On the eve of the Facebook IPO, the country's third-biggest advertiser, GMannounced that it was pulling its entire $10 million ad campaign from Facebook because the ads don't work.
This was obviously bad news for a company that many people still think will one day be bigger than Google.
GM's competitor, Ford, quickly suggested that GM was the problem, not Facebook, by saying that its own Facebook ads work perfectly well.
But other huge companies also appear to be having serious doubts about the value of the Facebook platform.
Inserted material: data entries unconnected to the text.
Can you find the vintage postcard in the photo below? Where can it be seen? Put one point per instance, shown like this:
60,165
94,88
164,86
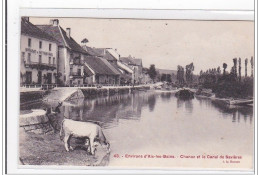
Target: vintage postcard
136,93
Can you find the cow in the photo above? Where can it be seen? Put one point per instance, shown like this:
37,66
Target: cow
86,130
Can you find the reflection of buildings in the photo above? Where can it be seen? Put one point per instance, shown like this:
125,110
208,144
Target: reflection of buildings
187,103
109,110
236,111
136,65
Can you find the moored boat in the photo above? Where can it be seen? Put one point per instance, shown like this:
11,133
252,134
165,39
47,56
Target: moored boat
240,102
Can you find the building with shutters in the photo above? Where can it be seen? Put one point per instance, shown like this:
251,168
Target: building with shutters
70,54
38,55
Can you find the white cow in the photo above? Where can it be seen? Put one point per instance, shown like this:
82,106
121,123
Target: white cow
88,130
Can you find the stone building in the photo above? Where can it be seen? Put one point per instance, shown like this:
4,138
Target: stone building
136,65
38,55
100,71
70,54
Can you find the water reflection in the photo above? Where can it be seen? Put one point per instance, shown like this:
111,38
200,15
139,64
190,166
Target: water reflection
109,111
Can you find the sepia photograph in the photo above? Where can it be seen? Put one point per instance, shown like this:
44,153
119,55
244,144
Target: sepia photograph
136,93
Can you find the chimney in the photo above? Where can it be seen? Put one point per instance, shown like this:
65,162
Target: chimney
68,32
26,18
54,22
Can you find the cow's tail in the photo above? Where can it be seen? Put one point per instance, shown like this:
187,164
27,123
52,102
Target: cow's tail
61,129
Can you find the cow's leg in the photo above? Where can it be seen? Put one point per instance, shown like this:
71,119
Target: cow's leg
87,143
66,141
92,145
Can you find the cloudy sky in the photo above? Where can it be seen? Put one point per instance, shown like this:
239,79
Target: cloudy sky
167,43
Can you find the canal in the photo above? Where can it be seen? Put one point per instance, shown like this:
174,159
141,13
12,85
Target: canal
149,129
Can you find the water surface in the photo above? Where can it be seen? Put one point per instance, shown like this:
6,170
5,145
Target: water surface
148,123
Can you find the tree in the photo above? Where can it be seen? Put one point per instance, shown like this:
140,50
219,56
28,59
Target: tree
152,72
252,66
163,77
168,78
84,41
224,67
239,69
189,70
234,69
218,70
180,74
246,61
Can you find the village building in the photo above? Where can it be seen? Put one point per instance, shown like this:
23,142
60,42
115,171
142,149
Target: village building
110,59
70,55
136,65
38,56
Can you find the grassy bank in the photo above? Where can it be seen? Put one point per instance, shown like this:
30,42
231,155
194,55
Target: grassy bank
40,149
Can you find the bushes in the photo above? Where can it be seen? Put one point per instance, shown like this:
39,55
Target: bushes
225,87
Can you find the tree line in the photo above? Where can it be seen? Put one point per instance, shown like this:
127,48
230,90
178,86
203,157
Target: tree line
229,84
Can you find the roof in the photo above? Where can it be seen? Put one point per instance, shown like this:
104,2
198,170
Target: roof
28,28
59,34
131,61
167,71
100,52
100,66
88,71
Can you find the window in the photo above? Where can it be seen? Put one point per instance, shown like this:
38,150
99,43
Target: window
29,57
23,56
29,42
40,59
79,72
40,44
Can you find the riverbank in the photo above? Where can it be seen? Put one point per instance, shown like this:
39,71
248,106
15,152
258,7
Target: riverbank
31,95
48,149
135,123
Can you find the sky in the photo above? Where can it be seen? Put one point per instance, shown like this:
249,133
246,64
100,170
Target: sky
167,43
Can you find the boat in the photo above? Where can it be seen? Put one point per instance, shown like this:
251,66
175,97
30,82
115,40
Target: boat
240,102
184,94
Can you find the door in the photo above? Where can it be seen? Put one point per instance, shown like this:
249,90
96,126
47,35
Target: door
28,77
39,77
49,78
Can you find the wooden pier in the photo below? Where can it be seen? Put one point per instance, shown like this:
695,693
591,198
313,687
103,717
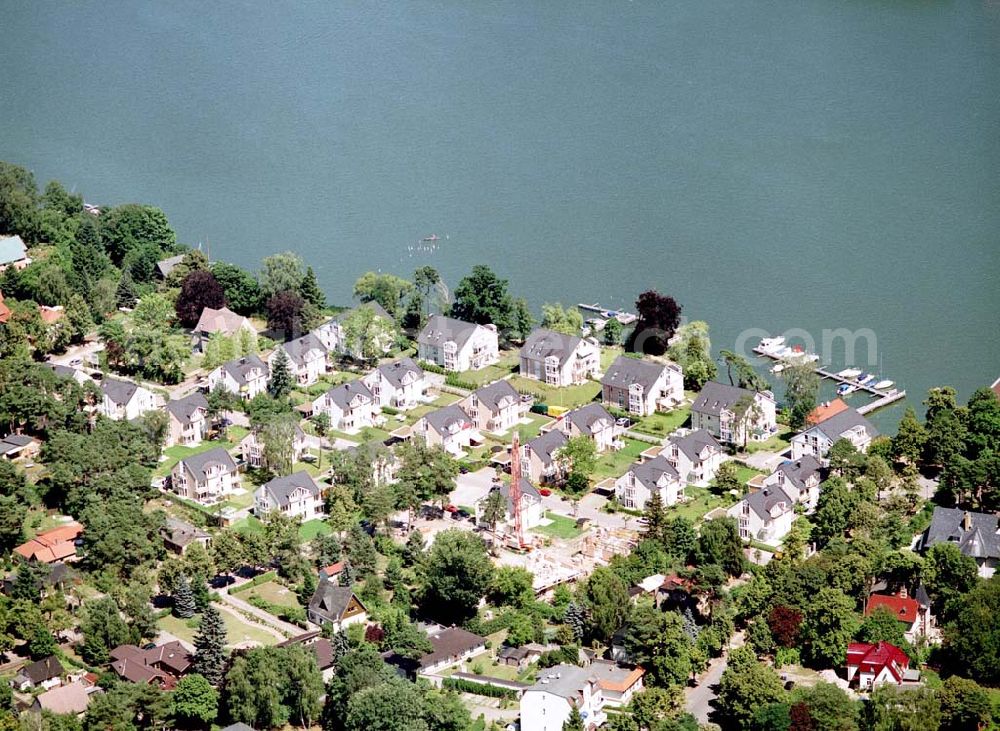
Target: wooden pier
881,397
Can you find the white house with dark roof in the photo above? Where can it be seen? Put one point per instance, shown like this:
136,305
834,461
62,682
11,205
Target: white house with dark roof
696,456
495,408
800,479
350,406
400,384
713,411
547,705
13,253
976,534
593,421
531,506
539,457
847,424
297,496
306,358
207,477
245,377
643,479
642,387
448,427
458,346
252,448
559,360
223,322
187,422
765,515
124,399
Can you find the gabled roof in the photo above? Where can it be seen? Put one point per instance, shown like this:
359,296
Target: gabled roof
184,409
904,609
587,417
118,391
300,347
448,417
397,370
543,343
41,670
498,395
625,372
12,249
450,642
240,368
344,394
546,445
694,443
440,330
223,321
281,488
649,473
331,601
975,534
841,422
197,464
717,397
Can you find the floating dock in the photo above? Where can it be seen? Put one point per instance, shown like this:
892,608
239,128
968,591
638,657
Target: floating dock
882,397
625,318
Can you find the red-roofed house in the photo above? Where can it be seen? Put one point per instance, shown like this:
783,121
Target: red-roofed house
51,546
915,618
877,664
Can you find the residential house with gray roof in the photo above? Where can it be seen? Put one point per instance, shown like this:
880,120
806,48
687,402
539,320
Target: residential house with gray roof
847,424
977,535
187,420
245,377
642,387
351,406
13,253
124,399
558,359
449,427
495,408
716,410
207,477
306,358
458,346
399,384
297,496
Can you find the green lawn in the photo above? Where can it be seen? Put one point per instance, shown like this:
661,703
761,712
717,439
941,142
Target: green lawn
569,397
273,592
701,500
312,528
236,629
615,464
663,423
560,527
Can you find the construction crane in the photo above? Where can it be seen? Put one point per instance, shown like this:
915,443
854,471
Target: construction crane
515,489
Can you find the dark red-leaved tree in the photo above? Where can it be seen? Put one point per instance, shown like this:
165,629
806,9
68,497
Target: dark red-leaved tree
198,291
784,623
284,313
659,317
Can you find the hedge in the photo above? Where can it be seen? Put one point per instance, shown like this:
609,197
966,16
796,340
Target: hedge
470,686
261,579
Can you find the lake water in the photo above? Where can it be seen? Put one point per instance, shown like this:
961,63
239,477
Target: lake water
810,164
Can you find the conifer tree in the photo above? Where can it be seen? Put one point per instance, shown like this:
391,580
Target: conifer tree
210,643
184,599
310,290
281,376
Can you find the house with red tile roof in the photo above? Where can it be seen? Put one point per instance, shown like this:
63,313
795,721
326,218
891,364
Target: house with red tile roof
873,665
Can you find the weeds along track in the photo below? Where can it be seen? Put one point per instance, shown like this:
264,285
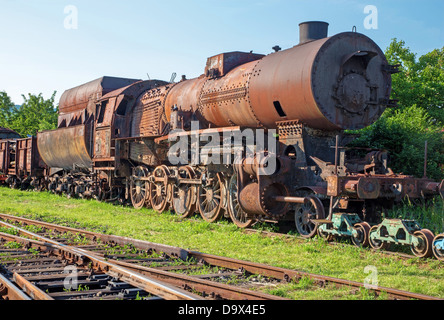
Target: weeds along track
45,261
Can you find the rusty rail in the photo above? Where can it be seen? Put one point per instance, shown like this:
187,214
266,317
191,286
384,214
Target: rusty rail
222,290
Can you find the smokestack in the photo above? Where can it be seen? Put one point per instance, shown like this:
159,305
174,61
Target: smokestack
312,30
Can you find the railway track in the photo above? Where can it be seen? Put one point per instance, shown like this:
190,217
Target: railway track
113,267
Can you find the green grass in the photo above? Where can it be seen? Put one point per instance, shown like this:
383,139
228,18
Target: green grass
225,239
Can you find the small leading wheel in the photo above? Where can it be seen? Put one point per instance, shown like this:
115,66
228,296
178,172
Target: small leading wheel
209,197
139,189
375,243
310,210
237,214
362,238
438,247
160,189
424,248
184,194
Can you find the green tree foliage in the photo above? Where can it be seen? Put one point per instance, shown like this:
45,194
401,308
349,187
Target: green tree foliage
421,81
419,87
35,114
7,110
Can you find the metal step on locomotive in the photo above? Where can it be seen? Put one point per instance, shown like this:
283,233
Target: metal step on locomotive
261,138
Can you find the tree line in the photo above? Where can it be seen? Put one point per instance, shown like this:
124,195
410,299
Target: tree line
402,131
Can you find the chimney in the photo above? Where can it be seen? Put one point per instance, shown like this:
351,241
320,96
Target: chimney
312,30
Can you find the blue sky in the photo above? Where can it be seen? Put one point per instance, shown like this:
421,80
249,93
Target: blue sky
133,38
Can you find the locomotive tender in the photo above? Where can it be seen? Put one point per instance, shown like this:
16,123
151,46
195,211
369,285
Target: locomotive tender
114,136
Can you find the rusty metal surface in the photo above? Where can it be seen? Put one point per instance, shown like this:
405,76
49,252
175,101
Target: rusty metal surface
6,133
303,83
77,98
221,64
225,101
66,147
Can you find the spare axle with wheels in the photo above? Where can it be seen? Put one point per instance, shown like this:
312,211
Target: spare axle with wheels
402,232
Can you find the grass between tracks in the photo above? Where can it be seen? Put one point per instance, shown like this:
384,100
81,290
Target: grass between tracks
225,239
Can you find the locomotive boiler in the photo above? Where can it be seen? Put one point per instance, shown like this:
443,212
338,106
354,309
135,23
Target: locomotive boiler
115,136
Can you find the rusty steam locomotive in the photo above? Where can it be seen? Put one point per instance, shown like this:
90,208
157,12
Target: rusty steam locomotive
114,139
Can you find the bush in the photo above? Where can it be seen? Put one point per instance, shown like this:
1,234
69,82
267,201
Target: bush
403,134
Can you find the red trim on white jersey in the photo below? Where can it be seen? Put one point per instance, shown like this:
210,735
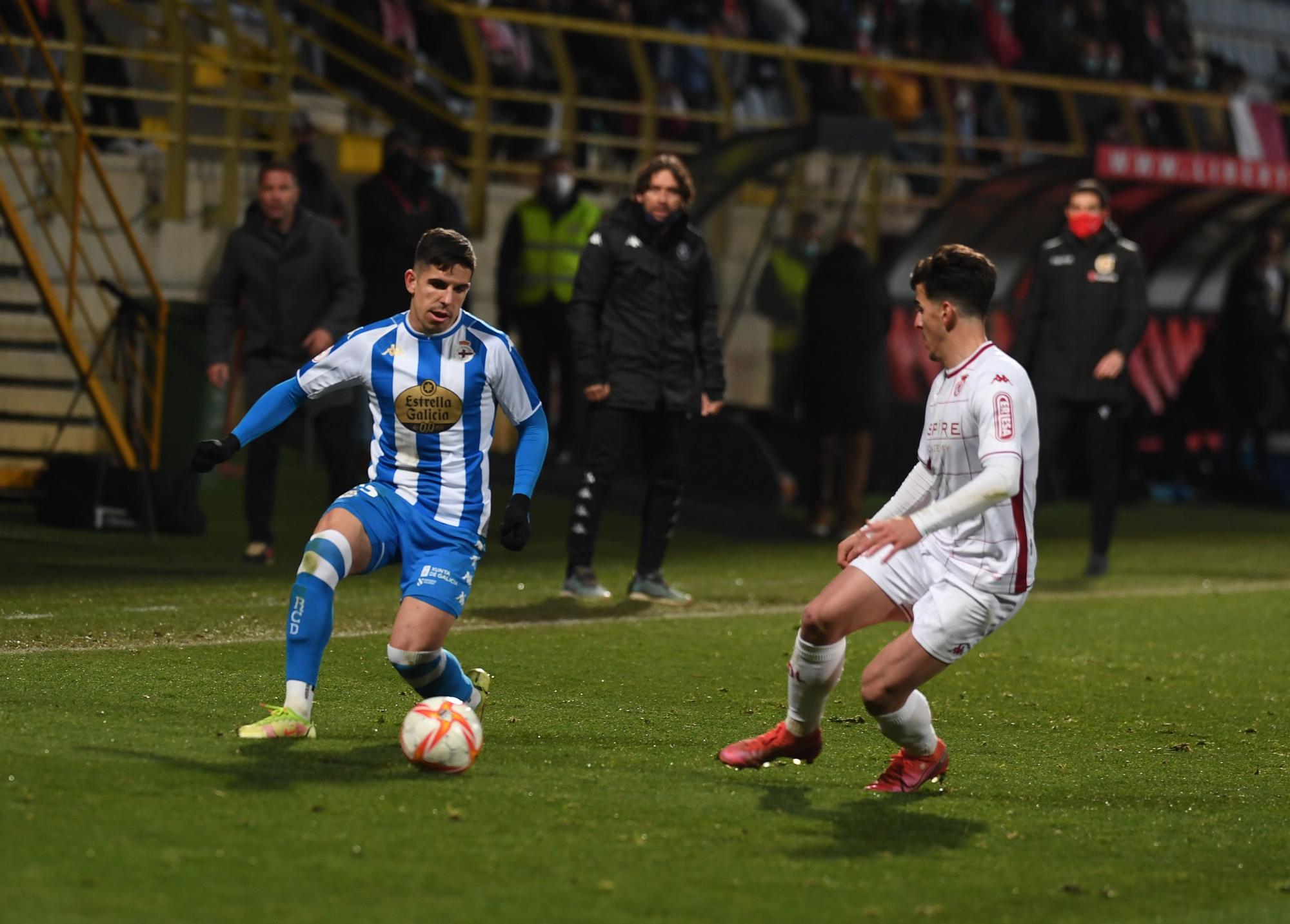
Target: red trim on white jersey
984,348
1022,538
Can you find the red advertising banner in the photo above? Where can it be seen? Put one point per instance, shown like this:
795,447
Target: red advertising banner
1191,168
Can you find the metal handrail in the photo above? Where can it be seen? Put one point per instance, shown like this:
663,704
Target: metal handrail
146,360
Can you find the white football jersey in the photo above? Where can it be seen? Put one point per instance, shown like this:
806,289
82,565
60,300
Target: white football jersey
981,407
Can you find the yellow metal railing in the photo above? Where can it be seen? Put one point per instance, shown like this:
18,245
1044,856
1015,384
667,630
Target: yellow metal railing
65,194
953,155
257,74
255,97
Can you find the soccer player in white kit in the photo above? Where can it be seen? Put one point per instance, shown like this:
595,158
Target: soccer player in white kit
953,553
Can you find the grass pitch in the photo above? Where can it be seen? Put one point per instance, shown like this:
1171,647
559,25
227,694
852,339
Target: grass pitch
1119,751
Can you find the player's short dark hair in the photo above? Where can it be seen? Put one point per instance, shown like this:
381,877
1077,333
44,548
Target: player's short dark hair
274,167
1093,186
958,274
444,248
666,162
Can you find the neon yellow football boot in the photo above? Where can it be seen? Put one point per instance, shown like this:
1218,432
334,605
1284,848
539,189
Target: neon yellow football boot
481,680
281,723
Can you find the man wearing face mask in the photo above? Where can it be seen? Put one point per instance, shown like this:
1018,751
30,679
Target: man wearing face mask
434,162
537,265
394,210
780,300
1086,314
287,278
644,322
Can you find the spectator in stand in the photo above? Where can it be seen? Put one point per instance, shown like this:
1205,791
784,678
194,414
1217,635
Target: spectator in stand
536,268
1253,350
780,21
318,193
780,299
844,381
687,66
109,70
394,210
288,278
441,175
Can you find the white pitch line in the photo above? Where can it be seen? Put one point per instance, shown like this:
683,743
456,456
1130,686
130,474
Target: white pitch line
657,616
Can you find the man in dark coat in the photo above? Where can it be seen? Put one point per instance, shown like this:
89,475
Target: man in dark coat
295,280
846,393
1252,342
395,208
644,314
1086,314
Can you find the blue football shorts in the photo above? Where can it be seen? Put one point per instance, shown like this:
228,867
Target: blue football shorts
438,560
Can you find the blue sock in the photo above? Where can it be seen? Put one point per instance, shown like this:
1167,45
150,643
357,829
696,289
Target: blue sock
437,673
309,618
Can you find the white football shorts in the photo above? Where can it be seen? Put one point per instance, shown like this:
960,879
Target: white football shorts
948,613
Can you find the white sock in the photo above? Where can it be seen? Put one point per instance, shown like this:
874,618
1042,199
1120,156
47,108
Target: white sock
300,697
911,725
813,673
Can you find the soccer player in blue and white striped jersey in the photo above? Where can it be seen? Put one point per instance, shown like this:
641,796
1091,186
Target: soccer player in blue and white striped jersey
435,378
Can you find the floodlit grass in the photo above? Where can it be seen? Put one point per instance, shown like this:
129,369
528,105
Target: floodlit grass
1118,754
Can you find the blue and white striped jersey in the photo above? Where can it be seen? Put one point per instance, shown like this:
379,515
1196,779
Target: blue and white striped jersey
434,400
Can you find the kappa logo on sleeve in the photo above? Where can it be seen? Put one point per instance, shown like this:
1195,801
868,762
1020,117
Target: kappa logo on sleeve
1003,416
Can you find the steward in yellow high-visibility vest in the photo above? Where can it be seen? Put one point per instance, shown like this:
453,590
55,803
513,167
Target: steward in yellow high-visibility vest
780,299
541,247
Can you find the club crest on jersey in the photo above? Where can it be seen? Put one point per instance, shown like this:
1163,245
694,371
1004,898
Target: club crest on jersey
429,408
1105,269
1003,416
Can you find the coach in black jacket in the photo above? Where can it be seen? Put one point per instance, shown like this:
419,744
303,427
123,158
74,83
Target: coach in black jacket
644,314
1086,314
297,288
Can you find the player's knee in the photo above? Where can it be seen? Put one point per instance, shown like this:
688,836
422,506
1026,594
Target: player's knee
878,693
327,556
820,627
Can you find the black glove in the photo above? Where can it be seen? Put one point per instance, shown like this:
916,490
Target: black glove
515,523
210,453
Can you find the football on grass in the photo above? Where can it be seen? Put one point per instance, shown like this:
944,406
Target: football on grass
443,734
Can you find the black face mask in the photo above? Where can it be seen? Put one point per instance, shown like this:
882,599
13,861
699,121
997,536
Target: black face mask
666,222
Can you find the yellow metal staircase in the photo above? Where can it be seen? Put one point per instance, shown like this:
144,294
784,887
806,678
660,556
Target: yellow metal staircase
82,342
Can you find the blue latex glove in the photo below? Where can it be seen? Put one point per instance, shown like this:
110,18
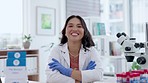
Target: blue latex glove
55,65
91,65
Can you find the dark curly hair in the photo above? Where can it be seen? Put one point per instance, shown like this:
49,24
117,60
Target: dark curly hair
86,40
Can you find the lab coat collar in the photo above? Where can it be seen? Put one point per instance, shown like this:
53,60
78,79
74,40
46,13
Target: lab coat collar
82,57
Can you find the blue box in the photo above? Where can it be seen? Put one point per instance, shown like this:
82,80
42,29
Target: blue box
21,54
16,62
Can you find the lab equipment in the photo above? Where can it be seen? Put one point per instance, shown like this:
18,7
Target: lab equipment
91,65
131,48
55,65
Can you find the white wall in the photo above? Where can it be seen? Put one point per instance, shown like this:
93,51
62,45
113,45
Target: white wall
38,40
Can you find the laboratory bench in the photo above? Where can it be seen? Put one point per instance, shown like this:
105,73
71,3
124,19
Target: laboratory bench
106,79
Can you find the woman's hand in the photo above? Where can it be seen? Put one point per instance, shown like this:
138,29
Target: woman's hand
91,65
55,65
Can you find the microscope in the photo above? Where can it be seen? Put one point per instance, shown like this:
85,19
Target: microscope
131,49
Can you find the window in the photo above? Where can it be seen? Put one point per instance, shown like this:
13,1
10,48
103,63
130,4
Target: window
138,16
10,23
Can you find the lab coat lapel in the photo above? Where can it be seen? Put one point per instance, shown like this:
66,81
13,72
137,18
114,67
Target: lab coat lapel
82,58
65,53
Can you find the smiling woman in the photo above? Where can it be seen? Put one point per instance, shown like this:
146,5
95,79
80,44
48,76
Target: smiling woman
10,23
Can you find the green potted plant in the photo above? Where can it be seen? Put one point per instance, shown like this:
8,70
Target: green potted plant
26,41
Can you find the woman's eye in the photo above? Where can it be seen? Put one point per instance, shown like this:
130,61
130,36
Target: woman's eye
79,26
70,26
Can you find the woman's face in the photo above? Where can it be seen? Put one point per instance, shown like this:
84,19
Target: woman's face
74,30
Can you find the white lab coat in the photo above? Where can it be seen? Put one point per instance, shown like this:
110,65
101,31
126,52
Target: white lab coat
62,55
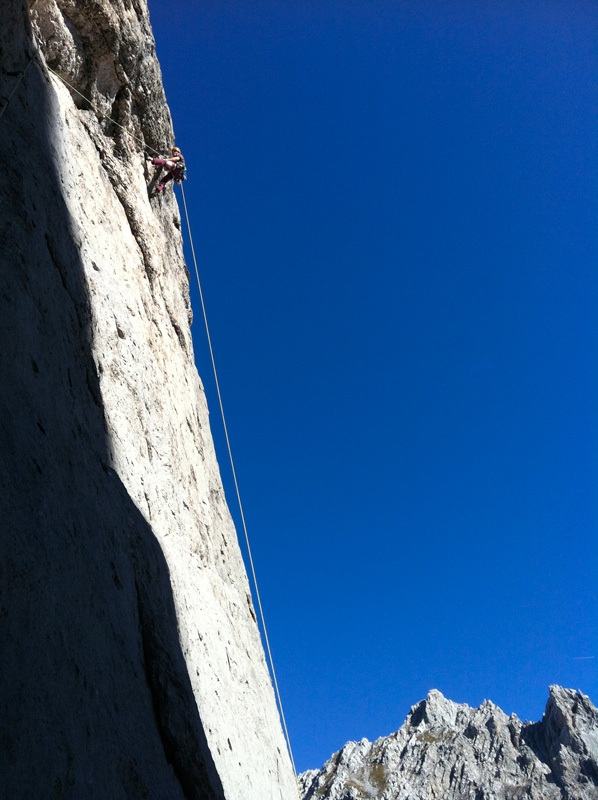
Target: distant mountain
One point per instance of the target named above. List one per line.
(448, 751)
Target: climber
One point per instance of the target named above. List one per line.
(174, 167)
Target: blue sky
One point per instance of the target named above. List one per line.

One global consumer goods company told us recently that Facebook was getting worse, rather than better, at helping marketers succeed. And companies in industries from consumer electronics to financial services tell us they’re no longer sure Facebook is the best place to dedicate their social marketing budget – a shocking fact given the site’s dominance among users.

Elliott attributes this disappointment to Facebook's lack of innovation on the marketing side as opposed to the user side.
As Facebook CEO Mark Zuckerberg has made crystal clear, he cares about the company's social mission more than the company's business. This means that the company's paying clients will always play second fiddle. And, according to GM and the marketers that Forrester is talking to, this also appears to mean that interest in Facebook as an advertising platform may begin to wane.
Elliott also makes another disturbing point: That Facebook's big new ad product rollout of a couple of months ago hasn't made much of an impact:
But as good as Facebook has been at evolving to serve consumers, that’s how bad it’s been at serving marketers. In the past five years Facebook has lurched from one advertising model to another. Remember when the site charged marketers to host branded pages? Or when every page featured banners from MSN’s ad network? (You may choose forget Facebook Beacon; Mark Zuckerberg would certainly prefer you did.)
Somehow Facebook still hasn’t stumbled upon a model that’s proven consistently successful for marketers, or that brings in the massive revenues to match the site’s massive user base. (The company made less than $4 in ad revenue per active user in 2011.) And its latest ‘big marketing announcement’ in February turned out to be mostly a tiny evolution of its existing ad model. At the same time, Facebook often stands directly in the way of marketers’ efforts to measure the performance of their programs.
Meanwhile, BI's advertising editor Jim Edwards has laid out a "nightmare scenario" in which other big advertisers begin to yank their budgets from Facebook, choosing instead to use the company's free tools to interact with their customers. (This is what GM is doing).
All in, quite discouraging for a company that will go public with a valuation of more than $100 billion.